In those cases, produce workers explain the history of sweet potatoes and most of the time people accept it.

“Although we’ll get some customers who are steadfast in their belief that they’re really looking for are yams and don’t believe that what they’re buying are yams,” Kilby said.

Kilby said he’s sure that African tuber would not be a satisfactory substitute for traditional Thanksgiving holiday sweet potato side dishes and pies, and other experts agreed – African yams are starchier, drier and less flavorful than sweet potatoes.

A USDA subcommittee “Can the Yam” convened to bring clarity and conformity to the world of sweet potato marketing, said Fookes, who headed the effort. While it might seem like nothing more than a semantic issue, there is a governmental agency that regulates how foods are labeled to ensure consumers get what they pay for.

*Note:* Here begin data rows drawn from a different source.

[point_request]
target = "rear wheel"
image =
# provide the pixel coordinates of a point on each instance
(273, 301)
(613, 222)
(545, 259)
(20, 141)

The end result was a ruling that allowed use of both sweet potato and yam – as long as the terms are never used deceptively. Traditionally on the West Coast anyway, sweet potatoes with orange flesh are known as yams.

Fookes said there are about five main types of sweet potatoes, with color of the flesh ranging from white to orange to purple, which possibly adds to the confusion. And while they are all members of the same family, they have slightly different attributes that suit them to different dishes.

The orange varieties (traditionally called garnets, although the actual garnet variety isn’t in widespread cultivation, Fookes added) make good pies and sweet dishes, and the white Muraski variety makes an good substitute for regular white potatoes in recipes.

But all carry the health benefit for which they are so strongly recommended by doctors and dieticians, Fookes said, explaining that the same confusion over which sweet potato to use in a recipe comes out in the nutritional context. He added that one type stands out for antioxidant content: the purple varieties. Although they tend to be more bitter than others, he recommended the Stokes purple sweet potato for flavor.

However, you slice, mash, bake or boil them, botanically, a sweet potato will never be a yam. But culturally, the orange sweet potatoes we eat at Thanksgiving might always be one.

After all, ‘candied sweet potato’ just doesn't sound right, does it?

“It doesn’t roll off the tongue the same way, you’re right,” Fookes agreed.